Allow me to share two observations brought to mind by this so-called moral conundrum. First, while monetary profit and public health are both goals many consider worthy, to balance them in the same moral plane is pernicious. Second, life requires us to make choices. Two years go, in an article entitled "Seduced by Civility," published in the Nation, Benjamin DeMott wrote that: Democracy continues to oblige citizens to resist ...the constant pressure to undervalue others, especially those who do not inhabit our own publicly articulate world. Democracy continues to oblige citizens to render serious right-valued judgments on others as well as upon themselves. Democracy can coexist with the belief that all humans are sinners but not with the belief that all sins are equal. Democracy has within each of its camps, not excluding the civilitarian camp, thugs in number. And when you're in an argument with a thug, there are things much more important than civility."
I do not like incivility. Yet, I like thugs even less. What I am asking, rather, what I demand of us all is honesty and truth. For without honesty and truth, there is nothing. In Toronto, in the matter of Dr. Nancy Olivieri, administrators of the Hospital for Sick Children and the University of Toronto, at one point, paid homage to truth in acknowledging that the $20 million offered by the drug company in question could not be jeopardized.
In my case, representatives of the company, the hospital, and Brown University have gone to great lengths to distort the truth. Yet, even were their claims true, their points of contention are irrelevant to the critical issues that remain (a) their attempts to suppress the dissemination of scientific findings critically important to the public health, (b) their interference with my professional responsibilities to care for patients, and (c) their immediate termination of the state's only occupational health program.
And so, we are left confronting arrogance, dishonesty, and a callous disregard for the health of workers. While our medical school and university administrators continue to proclaim their dedication to truth, to the search for knowledge, and to the advancement of civilization, it is all pretense as wordsmithing triumphs over truth and as knowledge is buried. What makes such pretense infuriating goes beyond hypocrisy to the failure of these administrators to realize that people's lives hang in the balance. They either fail to appreciate or are unwilling to acknowledge that their words and actions have jeopardized the health of individual workers, have contributed to the potentially irrevocable loss of an opportunity to advance both scientific understanding and the public health, and have undermined the collective sense of trust and mission in our academic community.

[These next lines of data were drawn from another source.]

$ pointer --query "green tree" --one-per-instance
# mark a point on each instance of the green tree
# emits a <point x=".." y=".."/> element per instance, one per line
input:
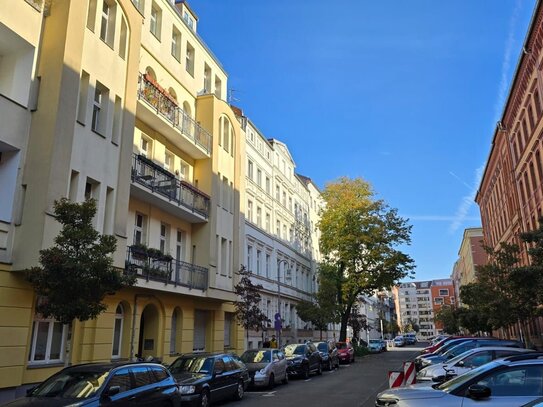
<point x="248" y="312"/>
<point x="359" y="240"/>
<point x="448" y="316"/>
<point x="77" y="273"/>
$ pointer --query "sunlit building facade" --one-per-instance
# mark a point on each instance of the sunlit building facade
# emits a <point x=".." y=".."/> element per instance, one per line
<point x="120" y="101"/>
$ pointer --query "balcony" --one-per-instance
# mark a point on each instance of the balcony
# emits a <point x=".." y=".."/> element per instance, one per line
<point x="152" y="183"/>
<point x="161" y="111"/>
<point x="164" y="269"/>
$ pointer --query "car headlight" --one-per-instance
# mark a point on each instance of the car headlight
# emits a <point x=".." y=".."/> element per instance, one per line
<point x="187" y="389"/>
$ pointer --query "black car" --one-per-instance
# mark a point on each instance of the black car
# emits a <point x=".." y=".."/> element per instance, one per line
<point x="111" y="384"/>
<point x="204" y="378"/>
<point x="328" y="350"/>
<point x="303" y="359"/>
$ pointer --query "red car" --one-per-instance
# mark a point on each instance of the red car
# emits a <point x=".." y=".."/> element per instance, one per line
<point x="345" y="352"/>
<point x="433" y="348"/>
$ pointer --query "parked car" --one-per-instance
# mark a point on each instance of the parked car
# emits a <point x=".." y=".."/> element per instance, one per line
<point x="436" y="346"/>
<point x="399" y="341"/>
<point x="303" y="359"/>
<point x="98" y="384"/>
<point x="465" y="346"/>
<point x="329" y="355"/>
<point x="465" y="362"/>
<point x="376" y="346"/>
<point x="345" y="352"/>
<point x="266" y="366"/>
<point x="204" y="378"/>
<point x="410" y="338"/>
<point x="509" y="382"/>
<point x="444" y="348"/>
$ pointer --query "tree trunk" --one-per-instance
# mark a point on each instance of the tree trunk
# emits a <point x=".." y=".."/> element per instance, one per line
<point x="344" y="321"/>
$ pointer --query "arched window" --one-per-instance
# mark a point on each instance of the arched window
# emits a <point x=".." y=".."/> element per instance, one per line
<point x="117" y="332"/>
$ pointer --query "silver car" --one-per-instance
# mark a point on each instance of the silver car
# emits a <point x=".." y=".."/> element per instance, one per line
<point x="266" y="367"/>
<point x="509" y="382"/>
<point x="466" y="361"/>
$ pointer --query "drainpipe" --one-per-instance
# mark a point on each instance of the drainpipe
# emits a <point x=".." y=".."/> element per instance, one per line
<point x="133" y="333"/>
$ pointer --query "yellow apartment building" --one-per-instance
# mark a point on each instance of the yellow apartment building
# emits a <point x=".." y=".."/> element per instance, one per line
<point x="121" y="101"/>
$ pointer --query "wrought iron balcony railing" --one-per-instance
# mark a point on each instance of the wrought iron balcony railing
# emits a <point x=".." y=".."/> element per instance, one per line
<point x="165" y="269"/>
<point x="162" y="182"/>
<point x="160" y="100"/>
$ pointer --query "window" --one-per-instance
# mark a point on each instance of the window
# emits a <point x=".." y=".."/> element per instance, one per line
<point x="259" y="216"/>
<point x="107" y="27"/>
<point x="250" y="169"/>
<point x="176" y="44"/>
<point x="188" y="19"/>
<point x="207" y="78"/>
<point x="122" y="40"/>
<point x="156" y="20"/>
<point x="189" y="60"/>
<point x="117" y="332"/>
<point x="91" y="16"/>
<point x="99" y="110"/>
<point x="145" y="147"/>
<point x="140" y="228"/>
<point x="164" y="238"/>
<point x="83" y="95"/>
<point x="218" y="87"/>
<point x="168" y="161"/>
<point x="249" y="258"/>
<point x="117" y="121"/>
<point x="47" y="341"/>
<point x="228" y="318"/>
<point x="250" y="211"/>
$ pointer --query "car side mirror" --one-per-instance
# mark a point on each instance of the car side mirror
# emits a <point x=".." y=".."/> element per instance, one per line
<point x="478" y="391"/>
<point x="113" y="390"/>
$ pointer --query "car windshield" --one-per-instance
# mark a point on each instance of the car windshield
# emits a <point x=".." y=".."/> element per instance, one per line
<point x="323" y="347"/>
<point x="454" y="383"/>
<point x="72" y="384"/>
<point x="294" y="350"/>
<point x="256" y="356"/>
<point x="192" y="364"/>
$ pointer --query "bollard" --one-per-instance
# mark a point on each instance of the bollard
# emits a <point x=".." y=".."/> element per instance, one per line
<point x="409" y="373"/>
<point x="395" y="379"/>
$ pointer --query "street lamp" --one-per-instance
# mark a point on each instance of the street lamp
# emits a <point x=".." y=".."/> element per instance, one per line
<point x="278" y="324"/>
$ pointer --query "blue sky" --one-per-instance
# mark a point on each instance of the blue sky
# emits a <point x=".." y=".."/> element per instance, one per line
<point x="404" y="94"/>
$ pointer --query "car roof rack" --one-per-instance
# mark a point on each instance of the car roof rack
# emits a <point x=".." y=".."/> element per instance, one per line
<point x="524" y="356"/>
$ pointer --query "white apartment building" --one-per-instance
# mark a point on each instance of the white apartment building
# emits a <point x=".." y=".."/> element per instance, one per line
<point x="414" y="304"/>
<point x="281" y="237"/>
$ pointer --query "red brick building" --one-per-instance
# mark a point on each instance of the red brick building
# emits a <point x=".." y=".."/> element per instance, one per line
<point x="510" y="196"/>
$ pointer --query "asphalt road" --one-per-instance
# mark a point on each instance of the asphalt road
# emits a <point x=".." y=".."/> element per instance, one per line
<point x="354" y="385"/>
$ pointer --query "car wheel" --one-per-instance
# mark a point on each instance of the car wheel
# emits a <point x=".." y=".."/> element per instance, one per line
<point x="204" y="399"/>
<point x="285" y="380"/>
<point x="240" y="391"/>
<point x="305" y="374"/>
<point x="271" y="382"/>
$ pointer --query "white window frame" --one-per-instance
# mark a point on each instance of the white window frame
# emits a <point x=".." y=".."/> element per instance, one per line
<point x="47" y="359"/>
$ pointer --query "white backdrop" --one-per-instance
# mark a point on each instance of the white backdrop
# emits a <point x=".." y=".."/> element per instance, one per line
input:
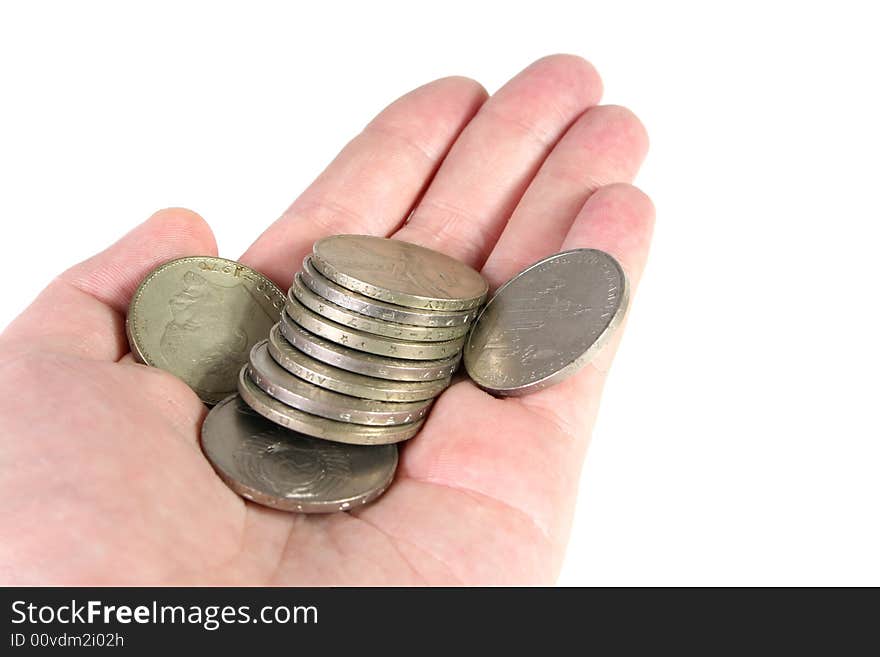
<point x="738" y="441"/>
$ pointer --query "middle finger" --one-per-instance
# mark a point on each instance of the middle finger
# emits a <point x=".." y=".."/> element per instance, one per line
<point x="489" y="167"/>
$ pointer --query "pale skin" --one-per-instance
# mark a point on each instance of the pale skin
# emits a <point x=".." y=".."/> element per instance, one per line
<point x="103" y="480"/>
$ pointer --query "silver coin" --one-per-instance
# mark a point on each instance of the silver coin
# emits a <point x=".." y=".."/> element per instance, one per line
<point x="382" y="367"/>
<point x="547" y="322"/>
<point x="286" y="470"/>
<point x="198" y="317"/>
<point x="348" y="383"/>
<point x="317" y="426"/>
<point x="399" y="272"/>
<point x="346" y="317"/>
<point x="364" y="305"/>
<point x="368" y="342"/>
<point x="299" y="393"/>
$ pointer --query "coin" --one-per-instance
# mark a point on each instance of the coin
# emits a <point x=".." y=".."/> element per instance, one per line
<point x="286" y="470"/>
<point x="320" y="427"/>
<point x="547" y="322"/>
<point x="349" y="383"/>
<point x="299" y="393"/>
<point x="364" y="305"/>
<point x="198" y="318"/>
<point x="352" y="319"/>
<point x="399" y="272"/>
<point x="363" y="341"/>
<point x="382" y="367"/>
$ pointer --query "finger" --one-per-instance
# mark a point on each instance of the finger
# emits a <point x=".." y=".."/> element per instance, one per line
<point x="372" y="185"/>
<point x="617" y="219"/>
<point x="512" y="465"/>
<point x="607" y="144"/>
<point x="82" y="312"/>
<point x="491" y="164"/>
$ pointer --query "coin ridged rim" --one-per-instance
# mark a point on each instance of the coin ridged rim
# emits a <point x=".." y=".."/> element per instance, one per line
<point x="576" y="363"/>
<point x="368" y="342"/>
<point x="288" y="504"/>
<point x="299" y="393"/>
<point x="399" y="298"/>
<point x="394" y="330"/>
<point x="382" y="367"/>
<point x="320" y="427"/>
<point x="133" y="335"/>
<point x="359" y="303"/>
<point x="334" y="378"/>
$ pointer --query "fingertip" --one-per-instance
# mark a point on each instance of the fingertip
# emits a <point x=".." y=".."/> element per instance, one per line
<point x="619" y="219"/>
<point x="618" y="124"/>
<point x="185" y="228"/>
<point x="572" y="70"/>
<point x="461" y="86"/>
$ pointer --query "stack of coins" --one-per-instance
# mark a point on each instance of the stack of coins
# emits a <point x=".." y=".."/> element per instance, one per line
<point x="370" y="335"/>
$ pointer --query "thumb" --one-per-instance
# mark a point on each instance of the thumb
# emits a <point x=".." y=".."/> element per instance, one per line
<point x="82" y="312"/>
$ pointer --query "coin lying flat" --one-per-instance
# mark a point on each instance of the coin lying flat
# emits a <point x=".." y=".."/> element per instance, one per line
<point x="399" y="272"/>
<point x="198" y="318"/>
<point x="286" y="470"/>
<point x="382" y="367"/>
<point x="299" y="393"/>
<point x="364" y="305"/>
<point x="352" y="319"/>
<point x="348" y="383"/>
<point x="547" y="322"/>
<point x="369" y="342"/>
<point x="320" y="427"/>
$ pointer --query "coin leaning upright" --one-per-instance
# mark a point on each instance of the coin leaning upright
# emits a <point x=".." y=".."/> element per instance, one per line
<point x="399" y="272"/>
<point x="198" y="317"/>
<point x="285" y="470"/>
<point x="547" y="322"/>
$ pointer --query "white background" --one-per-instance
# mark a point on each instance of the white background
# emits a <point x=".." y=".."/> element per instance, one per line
<point x="738" y="441"/>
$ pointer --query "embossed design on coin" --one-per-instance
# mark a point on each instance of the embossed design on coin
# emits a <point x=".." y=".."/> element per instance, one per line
<point x="369" y="342"/>
<point x="317" y="426"/>
<point x="286" y="470"/>
<point x="547" y="322"/>
<point x="308" y="397"/>
<point x="198" y="318"/>
<point x="390" y="312"/>
<point x="349" y="383"/>
<point x="361" y="362"/>
<point x="352" y="319"/>
<point x="399" y="272"/>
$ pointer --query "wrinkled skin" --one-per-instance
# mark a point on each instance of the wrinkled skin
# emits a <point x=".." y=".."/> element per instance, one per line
<point x="102" y="477"/>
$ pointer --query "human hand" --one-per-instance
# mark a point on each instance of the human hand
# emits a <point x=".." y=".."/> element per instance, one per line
<point x="102" y="476"/>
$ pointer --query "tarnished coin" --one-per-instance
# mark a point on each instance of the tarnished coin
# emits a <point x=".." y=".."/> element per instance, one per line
<point x="348" y="383"/>
<point x="381" y="367"/>
<point x="299" y="393"/>
<point x="317" y="426"/>
<point x="399" y="272"/>
<point x="547" y="322"/>
<point x="364" y="305"/>
<point x="369" y="324"/>
<point x="198" y="318"/>
<point x="363" y="341"/>
<point x="286" y="470"/>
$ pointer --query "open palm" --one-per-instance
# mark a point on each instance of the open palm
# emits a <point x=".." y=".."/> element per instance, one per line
<point x="101" y="474"/>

We will remain forever grateful to those who have seen past the diversionary tactics and acted, not just in my case but in the cases of Dr. Olivieri and others as well. Physicians, university faculty, public health practitioners, medical students, physicians-in-training, lay people, labor unions, professional organizations, and others, here in Rhode Island, nationally, and internationally have seen the issues clearly and formally registered their outrage. In sharp contrast to the situation depicted in Ibsen's "An Enemy of the People," I am not alone.